The Nexus Mutual attack was a multi-stage hack. In the first stage of the hack, the attacker gained remote access to the CEO’s computer and used this remote access to change out the MetaMask extension within Karp’s browser with a malicious version.
Using this malicious extension, the attacker was able to change the transaction being performed and signed by Karp to one that sent wNVM to an attacker-controlled address. This revised transaction transferred 370,000 wNXM tokens (Nexus Mutual’s token) to the attacker.
After stealing the wNXM tokens, the attacker began using 1inch.exchange to convert them to Ether. This process continued over several hours, and, at time of writing, over half of the tokens had been successfully converted. However, the attacker is still periodically making additional transactions on 1inch.exchange to further convert from wNVM to ETH.
This was a sophisticated and targeted attack against the Nexus Mutual CEO. The amount of cryptocurrency that Karp controlled is one of the main reasons that he was targeted and meant that the attacker had sufficient incentive to put in the work to get the attack “right”.
That being said, this hack was likely enabled by a couple instances of user error. These include the initial attack against Karp’s computer and the failure to validate the transaction in question before signing.
A crucial component of this attack was the attacker’s ability to modify the MetaMask extension used by Karp. This made it possible to change the transaction performed by Karp to one sending a large amount of wNXM to an attacker-controlled address.

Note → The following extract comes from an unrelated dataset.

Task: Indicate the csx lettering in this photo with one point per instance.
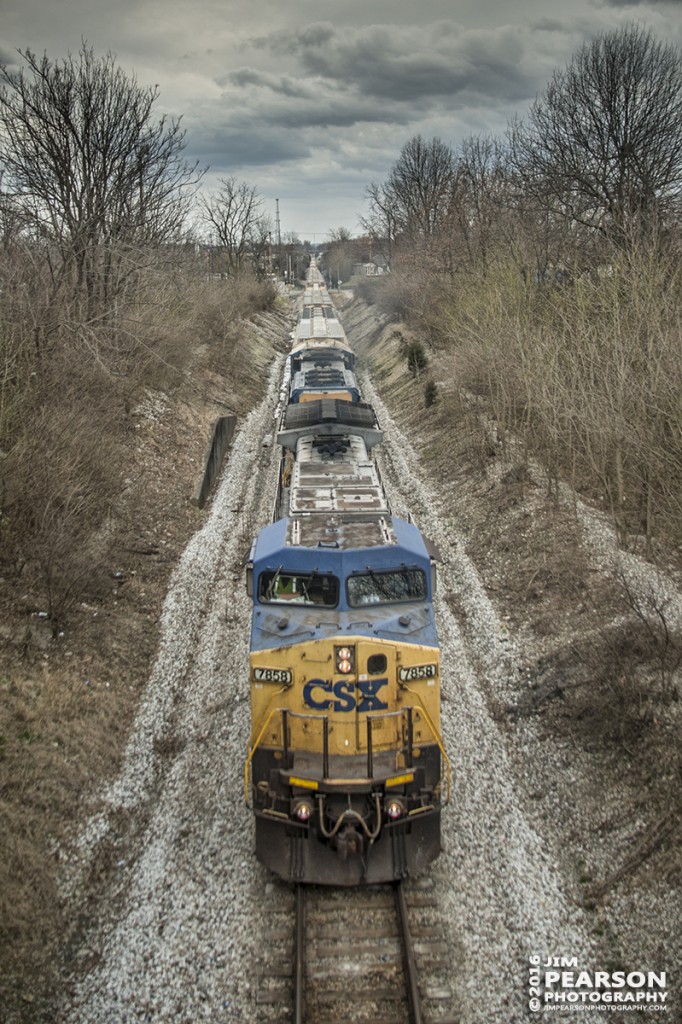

Currently, no information is available regarding how the attacker managed to gain remote access to the CEO’s machine to change the extension. However, it is probable that this initial compromise was made possible by human error (clicking on a phishing link, use of a weak password, etc.). Once the initial infection vector is identified, steps should be taken to ensure that similar attacks do not occur in the future.
According to Nexus Mutual’s release on the hack, Karp was using a hardware wallet to protect this account. However, the attacker was able to trick Karp into signing a different transaction than the one intended.
The fact that the attacker succeeded in getting Karp to sign the modified transaction demonstrates that Karp did not verify the transaction data on the hardware wallet (which presumably was not compromised) before signing it. Due to the small screen size of these devices and the likelihood that Karp performs many such transactions per day, this is unsurprising but unfortunate.
Currently, little information is available regarding the attack against Nexus Mutual CEO Hugh Karp. The attack was obviously highly targeted and leveraged user error, but the exact details are currently unavailable. However, this hack serves as a cautionary tale about the potential impacts of user error when dealing with high-value cryptocurrency accounts.